What’s this space, then?

  • Area: It’s not empty at all, a brand space collapses if it is empty. It can’t even afford to seem to be unstable. Even if things need to change, they should do so with the caveat that this is an update in method rather than character.
  • Borders: It wants to be unambiguous but it can never really be. It needs to be able to be found anywhere, even everywhere.
  • Interfaces: It needs to know who else is sharing the space in order to provide what they need, but only broad characterisations are necessary. Too specific an analysis could lead to over-optimisation and inflexibility.

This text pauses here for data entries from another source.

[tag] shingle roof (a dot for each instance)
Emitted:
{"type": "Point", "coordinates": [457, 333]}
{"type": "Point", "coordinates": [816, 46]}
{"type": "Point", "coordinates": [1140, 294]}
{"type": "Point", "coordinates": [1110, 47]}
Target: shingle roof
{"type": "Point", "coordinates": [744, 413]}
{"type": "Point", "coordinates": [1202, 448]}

The geometry of this space is porous, even gaseous. It needs to enable somewhat unpredictable interfaces and, as such, can’t sustain having a rigid border itself. It’s also radically rhizomatic, in affording a multitude of participatory network connections, as these interfaces are portable with each other. It allows the greatest degree of change, even contradictory change. And it has the potential to maintain coherence of identity throughout its growth.

Space is everything

On a project level, a closed path is needed to create productive space. This discrete object interfaces outside itself in specific and controlled ways. On a brand level, a territorialising path needs to be open to afford unpredictable change. The amorphous object interfaces in unpredictable ways and therefore needs to be radically malleable.

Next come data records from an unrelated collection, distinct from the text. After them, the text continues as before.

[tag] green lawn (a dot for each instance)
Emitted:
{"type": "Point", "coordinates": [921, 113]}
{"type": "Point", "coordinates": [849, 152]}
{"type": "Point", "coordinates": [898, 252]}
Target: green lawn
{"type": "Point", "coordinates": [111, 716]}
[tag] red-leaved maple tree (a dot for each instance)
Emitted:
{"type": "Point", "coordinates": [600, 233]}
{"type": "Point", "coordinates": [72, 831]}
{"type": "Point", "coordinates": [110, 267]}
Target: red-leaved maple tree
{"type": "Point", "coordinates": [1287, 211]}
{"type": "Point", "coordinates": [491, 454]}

Even conceptually, the qualities of a space can have shape and with shape comes geometry.

What does any of this have to do with Agent Cooper’s rock throwing? Perhaps not the rock throwing itself, but the dream that inspired his method. Within the world of Twin Peaks, there was a consequential connection between the method and the reality. In non-fictional contexts, this is essentially geometry — even psychic forms have material properties that can give predictable results.

The geometry of Cooper’s rock throwing resulted in an answer to his question divined. The geometry of the spaces created in our project also shaped the results that we could produce within them, though by less fantastical means.

Space is everything.

Other things I learned:

  • Auxilia is a most delightful font. We thought long and hard about choosing an open source font, or at least non-proprietary. But Auxilia’s charms won the day.

Relevant things I haven’t read fully but you totally should:

  • The Production of Space, by Henri Lefebvre.
  • The Condition of Virtuality, by Katherine Hayles.
  • A Thousand Plateaus: Capitalism and Schizophrenia, by Gilles Deleuze and Félix Guattari.
  • The Psychic Life of Power, by Judith Butler.

Also check out the project write-ups by Contentious and Agile Collective. They’re all great people to work with.